LES LONGS ET FROIDS MOIS D’HIVER

Originaire du Brésil, Gringo Cardia, qui a conçu la scénographie du spectacle, habite au Québec depuis huit mois.

«Ce n’est pas juste une expérience de travail, c’est une expérience de vie», dit-il en évoquant les longs et froids mois d’hiver.

«Mon père était météorologue au Brésil. Ici, la météo, c’est le sujet dont tout le monde parle chaque jour», note-t-il en riant.

Avant, Gringo Cardia avait l’habitude de piloter trois ou quatre projets à la fois.

«Avec le Cirque du Soleil, j’ai eu deux ans pour me concentrer sur le même spectacle. Ici, c’est une grande équipe où tout le monde peut partager ses idées. Tout le monde met l’accent sur le show. C’est vraiment formidable.»

UNE SCÈNE ORGANIQUE

Courtoisie
Ovo repose sur neuf numéros acrobatiques, dont un de grand volant, le plus impressionnant à être présenté sous un chapiteau du Cirque du Soleil.

«C’est le premier numéro que nous avons choisi et le squelette acrobatique du spectacle a été construit tout autour», signale Benoît Mathieu, directeur de production.

Le Grand volant s’approche d’un numéro de trapèze, avec ses deux chaises balançoires installées d’un bout à l’autre du chapiteau et sur laquelle les acrobates s’élancent.

«Le numéro est tellement grand que le filet est accoté, d’un côté comme de l’autre, sur la paroi de la tente. Plus loin que ça, on est dehors», dit Benoît Mathieu en riant.

Chaque soir, une trentaine de personnes, allant des artistes aux placiers, sont nécessaires pour étendre le filet d’un bout à l’autre du chapiteau.

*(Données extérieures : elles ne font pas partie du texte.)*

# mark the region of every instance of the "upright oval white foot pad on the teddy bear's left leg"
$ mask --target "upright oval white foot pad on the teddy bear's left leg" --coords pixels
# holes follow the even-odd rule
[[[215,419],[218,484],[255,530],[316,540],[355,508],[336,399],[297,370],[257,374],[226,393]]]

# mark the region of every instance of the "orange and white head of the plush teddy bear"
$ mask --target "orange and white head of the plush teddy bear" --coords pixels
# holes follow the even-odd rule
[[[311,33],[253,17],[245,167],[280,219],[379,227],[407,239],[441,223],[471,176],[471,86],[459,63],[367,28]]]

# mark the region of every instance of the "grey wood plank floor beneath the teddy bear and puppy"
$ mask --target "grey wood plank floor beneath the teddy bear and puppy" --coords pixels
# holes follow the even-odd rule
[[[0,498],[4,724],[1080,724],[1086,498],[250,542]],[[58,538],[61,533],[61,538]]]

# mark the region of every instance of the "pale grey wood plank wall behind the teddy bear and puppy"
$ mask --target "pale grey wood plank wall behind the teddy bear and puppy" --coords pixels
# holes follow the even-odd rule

«La première fois qu’on a monté le filet, ça nous a pris 45 minutes. En spectacle, il faut le faire en une minute et demie ou deux minutes», dit M. Mathieu.

ÉPARGNÉ PAR LA CRISE

Le spectacle compte aussi un numéro de fil mou, une sorte de corde molle sur laquelle un acrobate chinois se promène, parfois même en équilibre sur un unicycle.

«L’artiste qui fait le numéro utilise son propre équipement, alors il fallait en refaire un identique pour les besoins du spectacle. Nous sommes allés en Chine et on l’a fait.»

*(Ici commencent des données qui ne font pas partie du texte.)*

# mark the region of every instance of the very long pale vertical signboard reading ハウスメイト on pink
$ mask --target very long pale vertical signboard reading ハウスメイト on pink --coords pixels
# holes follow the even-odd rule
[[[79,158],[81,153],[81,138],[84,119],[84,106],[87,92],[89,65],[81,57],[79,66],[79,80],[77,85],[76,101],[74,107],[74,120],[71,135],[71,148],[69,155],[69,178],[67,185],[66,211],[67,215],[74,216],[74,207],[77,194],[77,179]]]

Ovo présente également un numéro de contorsion dans une toile d’araignée, un autre de rebond avec des trampolines et un large mur d’escalade, ainsi qu’un numéro d’équilibriste.

Comme pour Kooza, la commande était de concevoir un spectacle qui soit moins lourd à transporter d’une ville à l’autre.

«On utilise beaucoup de poulies et moins de mécanismes. C’est plus facile à transporter, c’est plus léger et on a moins besoin d’entretien», explique Benoît Mathieu.

Comme les autres spectacles de tournée, le budget de Ovo oscille entre 25 millions et 30 millions.

«On a été relativement chanceux parce qu’au moment où la crise économique a frappé, le spectacle était déjà très avancé», note le directeur de production.

AUCUNE LIGNE DROITE

La scénographie du spectacle a, quant à elle, été confiée à un autre Brésilien, Gringo Cardia, collaborateur de longue date de Deborah Colker.

«La scène devient l’endroit où vivent les insectes», décrit-il.

La scène a vaguement la forme d’un triangle aux coins arrondis. Tout au fond, un grand mur de 19 mètres de large sur huit mètres de hauteur est le terrain de jeu des acrobates qui y grimpent, s’y réfugient et l’utilisent comme une scène à la verticale.

D’énormes membranes trouées (la plus grande mesure 24 mètres de large sur 17 mètres de haut) tapissent le fond de la scène.

«Je voulais qu’il n’y ait aucune ligne droite, note M. Cardia. Je ne voulais que des courbes, plus organiques, qui reflètent davantage le monde des insectes», dit-il en précisant n’avoir utilisé que des couleurs de terre, comme le brun et le vert, pour ses créations.

Gringo Cardia a aussi conçu une énorme fleur qui déploie ses pétales sur scène pour les besoins d’un numéro de corde lisse. «Je voulais contaminer l’espace scène au grand complet pour que les spectateurs se sentent eux aussi dans le monde des insectes», dit-il.

Une chute d’eau est aussi recréée sur scène avec de la glace sèche, dont l’effet évoque aussi la rosée du matin.